Boras argues that perhaps only a handful of teams might actually lose money, and considering the soaring value of franchises, they could withstand any financial risk. Besides, considering TV networks are desperate for live content, he says, maybe teams will even get an increase in advertising rights.

“Every owner has at least doubled or quadrupled their money, with every club gaining $700 million to $2 billion in equity,’’ Boras said. “And never has there been a suggestion about sharing those gains with players. They wanted to privatize the games. This is the only time it has come up.

“If I’m an owner of a company, I don’t ask my employees in a downtime due to the virus to bear the cost. I pay them their salaries. That’s what every business owner does. You don’t socialize their employees.

“Players have already made a compromise.’’

Boras says that while none of his players have expressed any fear over playing during this pandemic, they have been consistent in their message: They don’t deserve a further pay cut, no matter what Boras’ former client said Tuesday on ESPN.

“Players need to understand that if they turn this deal down, and shut the sport down, they’re not making a cent," Teixeira said. "I would rather make pennies on the dollar and give hope to people and play baseball than not make anything and lose an entire year off their career.’’

And, no, he’s not sympathetic to the players who already agreed to be paid on a prorated basis, with union chief Tony Clark saying any talks of revenue sharing or further reductions would be a non-starter.

“The problem is that you have people all over the world taking pay cuts, losing their jobs, losing their lives, front-line workers putting their lives at risk," Teixeira said. “These are unprecedented times.

“This is the one time that I would advocate for the players accepting a deal like this, a 50-50 split of revenues. It’s not that crazy. If you really think about it and boil it down to what the players usually get from a revenue standpoint, it’s actually lower than 50% of the baseball revenue for a full season. So, if I’m a player, I don’t like it. But I’m going to do whatever I have to do to play and that means taking this deal.”

Teixeira’s views were echoed by Pritzker, who said that he’s “disappointed in many ways that players are holding out for these very, very high salaries and payments during a time when I think everybody is sacrificing."

Well, the truth is that the players are simply trying to cling on to the salaries they already negotiated, but why let facts get in the way?

There will be plenty more rhetoric, pomposity and grandiloquence in the next few weeks as negotiations between the union and MLB get hot and heavy.

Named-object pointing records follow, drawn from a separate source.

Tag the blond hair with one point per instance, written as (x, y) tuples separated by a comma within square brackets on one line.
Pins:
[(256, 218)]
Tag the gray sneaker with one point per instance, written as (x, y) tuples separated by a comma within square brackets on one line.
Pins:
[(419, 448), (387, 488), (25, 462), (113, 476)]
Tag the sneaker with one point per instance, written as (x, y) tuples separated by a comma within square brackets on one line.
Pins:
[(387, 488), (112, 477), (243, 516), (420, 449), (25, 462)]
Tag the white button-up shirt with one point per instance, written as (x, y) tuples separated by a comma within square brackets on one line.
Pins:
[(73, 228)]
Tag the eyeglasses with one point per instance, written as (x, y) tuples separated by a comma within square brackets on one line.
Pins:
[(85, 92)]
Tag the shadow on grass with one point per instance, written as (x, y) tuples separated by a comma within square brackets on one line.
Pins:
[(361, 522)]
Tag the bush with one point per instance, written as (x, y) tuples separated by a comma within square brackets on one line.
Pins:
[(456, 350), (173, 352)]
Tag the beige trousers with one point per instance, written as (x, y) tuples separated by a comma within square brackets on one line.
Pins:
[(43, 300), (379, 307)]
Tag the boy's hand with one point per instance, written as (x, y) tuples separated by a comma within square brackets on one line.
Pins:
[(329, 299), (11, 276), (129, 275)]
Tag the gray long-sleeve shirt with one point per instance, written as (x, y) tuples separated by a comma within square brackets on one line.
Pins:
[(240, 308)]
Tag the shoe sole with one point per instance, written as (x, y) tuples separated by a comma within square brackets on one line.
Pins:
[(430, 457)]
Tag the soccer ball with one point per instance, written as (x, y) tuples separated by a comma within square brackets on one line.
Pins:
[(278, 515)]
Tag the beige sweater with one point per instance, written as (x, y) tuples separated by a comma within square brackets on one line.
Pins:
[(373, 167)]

Yet no matter what is uttered, no matter what angry declarations are made, the owners and players are desperate for a season as much as the fans.

The owners believe they will lose about $125 million a team if no season is played and about $100 million during the regular season if they played with no fans. The risk is if they sustain those losses during the regular season and the postseason was abruptly cancelled, it could lead several owners to possible bankruptcy.

The players will lose everything but the $280,000 they’ll have received by May 24 if there is no season. But if they agree to a pay cut, they believe they’ll be losing their rights and leverage in upcoming talks with their collective bargaining agreement expiring on Dec. 1, 2021.

“I believe the season depends largely on the information the union leadership receives," Boras said. “I think the union leadership and the players’ intentions have never been more on the same page. This is the most galvanized the players have been on a subject, and their support of the union leadership has never been better.

“The players want to play. The owners, at least the ones I talk to, want to play, too.

“Let’s don’t waste any more time. It’s time to go."